For those of us who have unpleasant reactions to food, the normal digestive processes are altered in some way. There are general categories of such reactions: allergies, sensitivities, intolerances, and a few others. Medically speaking, these reactions have distinct differences. As a common example, take lactose intolerance. When people with lactose intolerance ingest milk products, the milk sugar (lactose) is not broken down because those people lack sufficient lactase enzymes. The result is lactose fermenting in the intestines and producing gas, bloating, cramps and loose bowels. This is not an allergic reaction and not the same as a milk allergy.
What I’m going to focus on is the fine semantic line between food allergies versus food sensitivities, and whether there really is a difference.
What I have learned from multiple food allergy tests is that medical science typically identifies two types of allergic reactions to foods. These reactions are mediated by the presence of immunoglobulins in the blood. The immunoglobulins may be labelled IgE or IgG.
IgE reactions are those that cause the stereotypical allergic symptoms like sneezing, coughing, itching, rash, swelling, immediate vomiting, and possibly anaphylactic shock. These symptoms may appear within minutes to less than an hour after ingestion.
IgG reactions are typically delayed and produce more subtle symptoms like nausea, loose bowels, cramps, fever, body aches, headaches, fatigue, brain fog, skin rashes, and many others. These symptoms may not show up until hours or days after ingestion. This makes it somewhat harder to identify the offending food.
While there is not necessarily a hard and fast rule on this, many sources call IgE reactions true food allergies while calling IgG reactions food sensitivities.
In my specific case, I’ve never tested positive for, nor had any obvious reaction, indicating an IgE reaction to any food. On the other hand, my tests for IgG reactions show some sensitivity to almost everything! This is not entirely an accurate picture because I can safely eat some foods on the IgG reaction list while others that show no response have made me very sick. The main point I take away from the testing is that my body is simply really, really, really (to infinity) sensitive to nearly all foods. The only way to nail it down is with food challenges, previously discussed in an earlier blog.

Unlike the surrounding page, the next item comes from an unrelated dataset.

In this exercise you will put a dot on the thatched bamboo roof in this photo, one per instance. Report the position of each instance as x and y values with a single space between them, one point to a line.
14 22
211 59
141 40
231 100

Getting back to the semantics, the more recent doctors I’ve seen call my reactions food allergies, even if they are all IgG mediated. For ease of discussion with the general public, I call my condition “multiple food allergies.” It readily puts people on alert that eating things may make you very sick.

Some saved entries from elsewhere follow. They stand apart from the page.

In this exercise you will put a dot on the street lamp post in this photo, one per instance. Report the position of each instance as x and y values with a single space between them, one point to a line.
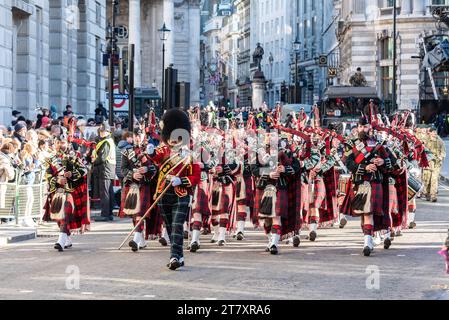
393 106
297 48
271 60
112 49
163 34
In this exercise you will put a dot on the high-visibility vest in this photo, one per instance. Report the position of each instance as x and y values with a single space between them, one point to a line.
111 158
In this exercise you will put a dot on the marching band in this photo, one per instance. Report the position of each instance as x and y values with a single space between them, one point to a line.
291 176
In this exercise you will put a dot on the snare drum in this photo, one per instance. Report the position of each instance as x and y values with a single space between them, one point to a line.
343 182
414 187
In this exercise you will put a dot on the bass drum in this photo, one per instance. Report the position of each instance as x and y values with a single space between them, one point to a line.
414 187
343 182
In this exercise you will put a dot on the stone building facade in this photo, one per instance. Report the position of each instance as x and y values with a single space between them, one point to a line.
142 20
365 34
50 54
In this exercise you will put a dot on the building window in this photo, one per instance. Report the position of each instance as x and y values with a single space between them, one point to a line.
98 13
386 49
388 3
440 2
387 82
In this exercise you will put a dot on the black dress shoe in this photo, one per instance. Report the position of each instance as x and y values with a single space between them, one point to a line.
296 241
163 242
312 236
387 244
194 247
134 246
367 251
174 264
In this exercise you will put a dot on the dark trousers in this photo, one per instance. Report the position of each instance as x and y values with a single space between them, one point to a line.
174 210
106 197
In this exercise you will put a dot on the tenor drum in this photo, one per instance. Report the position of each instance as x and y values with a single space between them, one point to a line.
414 187
343 182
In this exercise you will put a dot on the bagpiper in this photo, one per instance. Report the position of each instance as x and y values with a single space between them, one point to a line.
138 173
368 160
67 198
201 209
274 201
224 177
178 176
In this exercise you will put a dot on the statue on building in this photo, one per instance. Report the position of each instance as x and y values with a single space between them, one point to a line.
358 79
258 56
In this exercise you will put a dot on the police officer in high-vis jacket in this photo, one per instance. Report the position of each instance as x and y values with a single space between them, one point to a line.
104 164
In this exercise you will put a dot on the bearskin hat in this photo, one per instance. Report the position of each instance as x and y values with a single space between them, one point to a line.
363 121
224 124
172 120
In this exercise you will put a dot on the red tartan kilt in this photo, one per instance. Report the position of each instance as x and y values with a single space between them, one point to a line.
377 200
226 200
319 194
80 199
396 218
202 203
281 206
249 185
305 200
75 208
146 199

Not everyone views things this way though. I’ll give you an amusing anecdote. A few years ago, I had joined a very active and informative online forum for food allergies. After lurking a while and picking up some good tips, I finally formally introduced myself and talked about my condition. Well, I quickly got “flamed” (I think that’s the word). Other forum members were all over me for daring to join their forum discussions with what was not a “true food allergy.” Some of the people told me to go away and seek advice elsewhere. The only explanation I may have for their unwelcoming outbursts is that a lot of the forum members were moms of kids with life-threatening IgE food allergies. They want to protect the seriousness of their children’s concerns and not have them “diluted” by someone with less life-threatening IgG food sensitivities. Just…wow. I mean, food makes me sick. I thought all of us in that condition could hang together. I guess not.